Microstructures and degradation mechanism in simulated body fluid of biomedical Mg–Zn–Ca alloy processed by high pressure torsion

In this paper, biomedical Mg–Zn–Ca alloy was processed by high pressure torsion (HPT) up to a maximum of 5 revolutions at room temperature and 7.5GPa. The microstructures of as-received material and HPT material were studied, as well as the corrosion properties and degradation mechanism of the alloy immersed in simulation body fluid (SBF). It revealed that the average grain size of as-received material was 11μm and most of the second phases distributed along the grain boundaries. The corrosion pits formed near the grain boundaries where the corrosion rate was much faster than that of other areas. After HPT processing for 5 revolutions, not only the grain size was significantly refined to 130–150nm, but also the second phases distributed uniformly. These microstructural variations caused the entire surface of the alloy corroded almost at the same corrosion rate.
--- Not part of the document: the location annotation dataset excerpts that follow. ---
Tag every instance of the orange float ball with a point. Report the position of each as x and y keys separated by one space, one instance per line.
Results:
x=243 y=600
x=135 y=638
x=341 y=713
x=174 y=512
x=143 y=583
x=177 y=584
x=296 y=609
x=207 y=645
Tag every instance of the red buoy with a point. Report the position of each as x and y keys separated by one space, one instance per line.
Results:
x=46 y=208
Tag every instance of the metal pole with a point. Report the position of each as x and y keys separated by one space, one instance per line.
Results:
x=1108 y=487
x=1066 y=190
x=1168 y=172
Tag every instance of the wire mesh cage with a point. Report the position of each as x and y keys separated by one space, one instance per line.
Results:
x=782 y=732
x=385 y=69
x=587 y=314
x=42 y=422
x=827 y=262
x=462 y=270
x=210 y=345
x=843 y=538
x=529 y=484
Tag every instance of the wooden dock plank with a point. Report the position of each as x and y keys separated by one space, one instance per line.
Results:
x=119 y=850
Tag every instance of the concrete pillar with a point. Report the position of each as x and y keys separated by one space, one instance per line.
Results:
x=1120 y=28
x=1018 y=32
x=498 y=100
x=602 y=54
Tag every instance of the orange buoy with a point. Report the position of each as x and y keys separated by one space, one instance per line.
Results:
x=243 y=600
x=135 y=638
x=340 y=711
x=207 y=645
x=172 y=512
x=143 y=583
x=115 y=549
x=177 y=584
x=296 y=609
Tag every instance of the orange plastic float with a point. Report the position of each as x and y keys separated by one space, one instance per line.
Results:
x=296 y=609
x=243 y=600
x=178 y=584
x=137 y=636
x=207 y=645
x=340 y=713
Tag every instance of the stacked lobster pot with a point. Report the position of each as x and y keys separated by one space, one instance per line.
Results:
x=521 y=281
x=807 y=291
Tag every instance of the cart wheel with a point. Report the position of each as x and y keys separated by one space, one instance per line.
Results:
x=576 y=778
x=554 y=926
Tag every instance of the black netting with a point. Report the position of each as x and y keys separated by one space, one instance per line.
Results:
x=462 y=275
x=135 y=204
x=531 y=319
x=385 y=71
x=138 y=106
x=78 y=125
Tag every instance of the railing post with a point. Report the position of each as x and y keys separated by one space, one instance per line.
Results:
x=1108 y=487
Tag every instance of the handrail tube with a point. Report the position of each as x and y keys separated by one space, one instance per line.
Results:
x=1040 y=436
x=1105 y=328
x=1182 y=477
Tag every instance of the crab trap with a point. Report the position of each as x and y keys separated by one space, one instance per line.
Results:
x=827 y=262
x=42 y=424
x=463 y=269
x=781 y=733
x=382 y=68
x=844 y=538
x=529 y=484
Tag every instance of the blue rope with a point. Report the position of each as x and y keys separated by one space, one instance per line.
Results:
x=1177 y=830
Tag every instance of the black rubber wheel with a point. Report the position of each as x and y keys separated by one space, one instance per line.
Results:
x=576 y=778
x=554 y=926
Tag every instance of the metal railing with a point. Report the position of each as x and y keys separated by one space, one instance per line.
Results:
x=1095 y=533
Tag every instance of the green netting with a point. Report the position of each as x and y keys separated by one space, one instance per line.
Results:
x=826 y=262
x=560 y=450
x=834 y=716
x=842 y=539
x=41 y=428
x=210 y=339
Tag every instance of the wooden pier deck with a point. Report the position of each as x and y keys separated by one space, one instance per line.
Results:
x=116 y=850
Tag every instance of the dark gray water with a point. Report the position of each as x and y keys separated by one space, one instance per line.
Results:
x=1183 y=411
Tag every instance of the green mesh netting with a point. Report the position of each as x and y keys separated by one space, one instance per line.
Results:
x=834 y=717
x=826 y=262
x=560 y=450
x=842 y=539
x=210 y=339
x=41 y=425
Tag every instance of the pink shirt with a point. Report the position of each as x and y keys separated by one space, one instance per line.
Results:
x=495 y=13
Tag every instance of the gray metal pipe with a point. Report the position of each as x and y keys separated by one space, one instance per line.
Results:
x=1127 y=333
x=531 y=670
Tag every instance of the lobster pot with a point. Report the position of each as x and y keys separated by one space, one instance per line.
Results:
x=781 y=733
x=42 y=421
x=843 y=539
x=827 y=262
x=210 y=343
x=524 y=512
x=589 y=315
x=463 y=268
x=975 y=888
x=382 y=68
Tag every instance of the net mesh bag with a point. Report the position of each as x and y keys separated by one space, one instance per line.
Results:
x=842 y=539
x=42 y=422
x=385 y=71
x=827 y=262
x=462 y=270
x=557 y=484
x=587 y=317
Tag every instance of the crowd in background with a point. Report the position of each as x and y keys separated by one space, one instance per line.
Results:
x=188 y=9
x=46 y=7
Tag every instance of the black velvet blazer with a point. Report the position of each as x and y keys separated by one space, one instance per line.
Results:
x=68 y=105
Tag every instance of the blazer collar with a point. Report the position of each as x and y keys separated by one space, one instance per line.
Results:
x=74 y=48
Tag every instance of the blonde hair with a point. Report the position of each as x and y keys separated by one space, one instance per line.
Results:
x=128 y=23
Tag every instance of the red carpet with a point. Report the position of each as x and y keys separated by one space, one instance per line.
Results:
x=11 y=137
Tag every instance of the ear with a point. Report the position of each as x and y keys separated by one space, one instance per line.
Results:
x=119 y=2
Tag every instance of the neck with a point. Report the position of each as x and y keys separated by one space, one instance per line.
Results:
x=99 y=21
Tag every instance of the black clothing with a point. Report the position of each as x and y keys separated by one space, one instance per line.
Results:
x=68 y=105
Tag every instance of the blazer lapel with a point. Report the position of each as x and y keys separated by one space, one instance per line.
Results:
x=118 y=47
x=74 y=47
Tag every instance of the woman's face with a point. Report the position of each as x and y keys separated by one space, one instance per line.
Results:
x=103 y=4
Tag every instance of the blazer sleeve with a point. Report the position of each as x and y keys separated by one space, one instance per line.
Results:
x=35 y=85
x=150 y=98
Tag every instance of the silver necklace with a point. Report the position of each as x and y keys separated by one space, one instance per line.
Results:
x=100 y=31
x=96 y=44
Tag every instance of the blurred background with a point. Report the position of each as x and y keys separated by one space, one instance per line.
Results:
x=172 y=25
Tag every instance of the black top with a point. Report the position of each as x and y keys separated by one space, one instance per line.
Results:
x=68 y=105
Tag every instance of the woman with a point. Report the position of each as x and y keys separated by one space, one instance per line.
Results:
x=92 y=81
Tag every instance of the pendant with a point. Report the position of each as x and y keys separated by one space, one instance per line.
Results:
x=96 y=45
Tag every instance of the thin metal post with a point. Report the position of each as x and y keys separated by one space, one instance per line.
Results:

The corrosion interface of the center region and the edge region presented the uniform and gentle profile curve without any obvious corrosion pits. The HPT material in SBF tended to degrade by uniform corrosion mode. [Display omitted] •The ultra-fine grain biomedical alloy was obtained by HPT at room temperature, and the grain size was 130–150nm.•The microstructural homogeneity of HPT material was improved after 5 revolutions.•In physiological environment the corrosion resistance of HPT material was improved with the increase of revolution numbers.•HPT material after 5 revolutions degraded by uniform corrosion mode in simulated body fluid.